Harvey Takes Big Bite at Ratoon Rice in Texas, Louisiana

The ratoon rice crop could be a near-total loss in Texas and Louisiana after the wrath of Hurricane Harvey subsides. The vast majority of Gulf Coast rice was harvested before the arrival of Harvey, but with water still rising, questions remain over storage conditions and second crop rice.
Texas
“I estimate 80% of the Texas rice crop (170,000 acres) was cut before the storm hit and the remainder is totally lost. Rain normally makes grain, but this is so much more than rain. Right now, it’s hard to really even know the condition of harvested rice. We’ve got broken communication, no electricity for some areas, and flooded storage in places. There are so many unknowns,” says Dwight Roberts, president and CEO of the U.S. Rice Producers Association (USRPA), located in Houston.

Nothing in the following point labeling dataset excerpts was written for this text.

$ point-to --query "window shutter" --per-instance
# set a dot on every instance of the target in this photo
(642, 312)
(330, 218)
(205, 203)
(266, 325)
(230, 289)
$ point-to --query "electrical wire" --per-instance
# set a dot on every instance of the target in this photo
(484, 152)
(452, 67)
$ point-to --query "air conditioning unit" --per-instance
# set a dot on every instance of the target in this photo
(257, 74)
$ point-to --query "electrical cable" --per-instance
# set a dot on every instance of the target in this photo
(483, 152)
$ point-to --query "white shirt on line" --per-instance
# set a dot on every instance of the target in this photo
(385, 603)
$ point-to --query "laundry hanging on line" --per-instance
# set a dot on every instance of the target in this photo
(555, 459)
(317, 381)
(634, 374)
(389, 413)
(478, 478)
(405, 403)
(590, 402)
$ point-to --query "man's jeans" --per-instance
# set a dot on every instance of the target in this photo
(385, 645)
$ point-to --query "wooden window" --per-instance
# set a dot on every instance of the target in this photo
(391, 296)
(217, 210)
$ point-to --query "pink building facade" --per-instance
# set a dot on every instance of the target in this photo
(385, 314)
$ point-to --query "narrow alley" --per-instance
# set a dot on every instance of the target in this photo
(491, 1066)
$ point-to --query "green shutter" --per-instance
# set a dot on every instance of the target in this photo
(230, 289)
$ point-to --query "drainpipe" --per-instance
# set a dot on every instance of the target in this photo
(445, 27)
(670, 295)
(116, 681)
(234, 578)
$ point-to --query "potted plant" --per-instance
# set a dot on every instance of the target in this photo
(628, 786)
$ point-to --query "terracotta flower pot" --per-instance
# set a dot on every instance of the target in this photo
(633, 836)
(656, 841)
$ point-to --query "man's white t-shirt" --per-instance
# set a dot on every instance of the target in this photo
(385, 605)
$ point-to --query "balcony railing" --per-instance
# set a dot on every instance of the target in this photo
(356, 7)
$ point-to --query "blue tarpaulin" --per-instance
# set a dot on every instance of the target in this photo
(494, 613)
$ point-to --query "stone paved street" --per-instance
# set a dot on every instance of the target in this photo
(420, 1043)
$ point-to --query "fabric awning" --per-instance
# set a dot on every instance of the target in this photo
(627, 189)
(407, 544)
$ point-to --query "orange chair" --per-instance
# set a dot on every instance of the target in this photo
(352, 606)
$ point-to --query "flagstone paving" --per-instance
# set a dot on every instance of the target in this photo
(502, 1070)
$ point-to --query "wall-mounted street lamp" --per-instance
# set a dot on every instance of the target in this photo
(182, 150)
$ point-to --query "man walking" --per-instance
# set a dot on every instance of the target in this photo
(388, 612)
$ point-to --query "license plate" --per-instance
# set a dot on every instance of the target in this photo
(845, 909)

Texas and Louisiana are the only U.S. states capable of producing a second rice crop. After harvest, producers generally hit stubble with one application of fertilizer and cut again roughly 40 days later. Roberts expects heavy damage for the second crop: “I don’t know how many producers second-cropped, but I wouldn’t be surprised if the second cutting is a total loss. This is like something from a science fiction or end-of-the-world movie, except it’s real.”
Ted Wilson, director of the Texas A&M AgriLife Research and Extension Center in Beaumont, has been locked out of the center since Sunday due to high water and flooded roads. At best, he expects ratoon crop yields to be severely diminished. “We’re talking about 50” of rain over just a few days. The ratoon crop east of Houston was already hit hard because of a wet spring and delayed planting. In the west, maybe the second crop could produce a little depending on how quickly soils dry,” he explains.
If the second cutting is indeed a general loss, the financial hit for Texas farmers will be substantial. “It’s a large part of their operations,” Wilson says. “In general, the first crop pays inputs and the second crop provides profit.”
Louisiana
Louisiana has 395,000 acres of rice in 2017; 75% in the southwest and 25% in the northeast. Southwest Louisiana is on the cusp of rice harvest completion, with approximately 10,000 yet to be cut, according to Dustin Harrell, Louisiana State University AgCenter rice specialist. However, the northeast region of the state has just started harvest and could face lodging, shattering, and general damage, depending on how much rain arrives.
Economically, the ratoon crop is vital to Louisiana’s Gulf Coast growers, but water over the first cutting can kill the stubble. Yields are typically lower in southwest Louisiana with higher disease pressure and a tougher environment, compared with growing conditions in northeast Louisiana or Arkansas, according to Harrell.
“Traditionally, producers break even on the first crop and profit on the second crop,” Harrell adds. “Then again, it seems the past three years have required the first and second crop just to break even.”